Thermodynamic Analysis and Shelf Life

The activation energy (Ea) was determined from the slope of the line representing the natural logarithm of the OSI values vs. the inverse of the absolute temperature (1/T) [46]:

$$\mathrm{Ln}\left(\mathrm{OSI}\right)=\mathrm{Ln}\left(\frac{-\mathrm{Ln}\left(1-{\mathsf{\alpha }}^{*}\right)}{\mathrm{Z}}\right)+\frac{{\mathrm{E}}_{\mathrm{a}}}{\mathrm{RT}}$$

(1)

where α* is the level of transformation of unsaturated molecules; Z is the Arrhenius equation factor and R is the universal gas constant (8.314 J/mol).
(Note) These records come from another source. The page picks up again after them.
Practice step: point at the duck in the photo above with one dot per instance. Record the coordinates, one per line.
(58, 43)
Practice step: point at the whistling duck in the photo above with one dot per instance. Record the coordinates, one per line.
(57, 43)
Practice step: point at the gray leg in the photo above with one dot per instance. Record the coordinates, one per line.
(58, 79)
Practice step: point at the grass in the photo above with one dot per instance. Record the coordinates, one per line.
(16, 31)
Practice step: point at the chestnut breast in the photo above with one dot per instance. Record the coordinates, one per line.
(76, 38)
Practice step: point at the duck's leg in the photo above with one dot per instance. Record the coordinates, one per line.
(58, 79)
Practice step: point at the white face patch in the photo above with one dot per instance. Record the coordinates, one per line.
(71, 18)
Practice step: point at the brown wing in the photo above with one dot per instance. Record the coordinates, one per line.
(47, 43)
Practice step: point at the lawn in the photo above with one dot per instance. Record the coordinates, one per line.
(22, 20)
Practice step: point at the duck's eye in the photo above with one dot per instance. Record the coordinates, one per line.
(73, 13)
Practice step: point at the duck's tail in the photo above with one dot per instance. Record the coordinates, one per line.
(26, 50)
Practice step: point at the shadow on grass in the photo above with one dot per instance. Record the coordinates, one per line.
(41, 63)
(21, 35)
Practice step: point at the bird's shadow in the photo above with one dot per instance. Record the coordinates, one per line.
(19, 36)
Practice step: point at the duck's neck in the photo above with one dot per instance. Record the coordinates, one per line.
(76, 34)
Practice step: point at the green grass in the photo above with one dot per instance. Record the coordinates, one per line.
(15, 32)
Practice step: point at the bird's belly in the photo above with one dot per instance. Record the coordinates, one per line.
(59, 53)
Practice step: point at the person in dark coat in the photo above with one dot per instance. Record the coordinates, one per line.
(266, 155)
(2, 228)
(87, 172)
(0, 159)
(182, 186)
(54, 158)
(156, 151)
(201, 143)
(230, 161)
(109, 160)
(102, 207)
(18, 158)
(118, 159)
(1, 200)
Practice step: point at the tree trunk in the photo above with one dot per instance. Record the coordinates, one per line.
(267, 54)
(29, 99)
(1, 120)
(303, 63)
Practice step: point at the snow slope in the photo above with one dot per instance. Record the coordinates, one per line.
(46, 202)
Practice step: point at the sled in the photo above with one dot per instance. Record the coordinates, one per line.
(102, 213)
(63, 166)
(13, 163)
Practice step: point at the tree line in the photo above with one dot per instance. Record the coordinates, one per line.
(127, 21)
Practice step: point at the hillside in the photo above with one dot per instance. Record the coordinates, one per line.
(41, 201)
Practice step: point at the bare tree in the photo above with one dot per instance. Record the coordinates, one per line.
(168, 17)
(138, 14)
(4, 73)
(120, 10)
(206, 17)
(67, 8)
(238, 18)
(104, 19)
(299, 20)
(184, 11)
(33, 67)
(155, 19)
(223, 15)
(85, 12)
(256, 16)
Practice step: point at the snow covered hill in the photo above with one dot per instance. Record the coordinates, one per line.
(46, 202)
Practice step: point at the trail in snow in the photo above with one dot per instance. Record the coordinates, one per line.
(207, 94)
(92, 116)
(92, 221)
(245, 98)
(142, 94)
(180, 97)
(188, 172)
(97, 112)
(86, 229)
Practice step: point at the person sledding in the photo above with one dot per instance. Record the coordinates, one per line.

The activation enthalpy (ΔH⁺⁺) and entropy (ΔS⁺⁺) were determined as regression of the K/T logarithm vs. 1/T [41]:

$$\mathrm{Log}\left(\frac{\mathrm{K}}{\mathrm{T}}\right)=\mathrm{Log}\left(\frac{{\mathrm{k}}_{\mathrm{B}}}{\mathrm{h}}\right)+\left(\frac{∆{\mathrm{S}}^{++}}{2.303\mathrm{R}}\right)-\left(\frac{∆{\mathrm{H}}^{++}}{\mathrm{RT}}\right)$$

(2)

where K is the inverse of OSI; T is the absolute temperature; h is Planck’s constant (6.6260755 × 10⁻²⁴ J s); k_B is Boltzmann’s constant (1.380658 × 10⁻²³ J/K) and R is the universal gas constant (8.314 J/mol). The Gibbs free energy (ΔG⁺⁺) was computed as ΔG⁺⁺ = ΔH⁺⁺ − TΔS⁺⁺. The shelf life was determined by extrapolating the linear correlation of the OSI logarithm at T = 25 °C [41]: Log (OSI) = α(T) + β. The Q₁₀ temperature coefficient, which indicates the increase in reaction rate after a 10 °C rise in temperature, was obtained from the (OSI at T)/(OSI at T + 10 °C) [51].

3.5. Statistical Analysis

The analyses were carried out on three independent samples (tocols and carotenoids in double on each sample) and the data underwent one-way ANOVA; when differences were found at p ≤ 0.05, Fisher’s LSD at 95% significance level was computed. All analyses were performed using Statgraphics^® Centurion XVI (Statpoint Technologies, Inc., Warrenton, Virginia, USA). Average values and standard deviations (SD) were computed with the Excel^® program (Microsoft, Redmond, WA, USA).

4. Conclusions

Tarwi and sacha inchi oils are rich in monounsaturated and polyunsaturated fatty acids, respectively, while their blends show a more balanced ω-3:ω-6 compositions, nutritionally preferable for human consumption and potentially preventative against diseases such as rheumatoid arthritis and colon cancer. All the blends present very high tocopherol concentrations, low PV and acidity indices, mainly due to the sacha inchi oil. On the other hand, the oxidative stability of the blends improved with increasing the tarwi oil content. In particular, the 1:1 blend studied reached a shelf life of 1.26 years, very appealing for commercial development. In conclusion, balanced blends of tarwi/sacha inchi oils can achieve optimal nutritional properties along with enhanced shelf-life.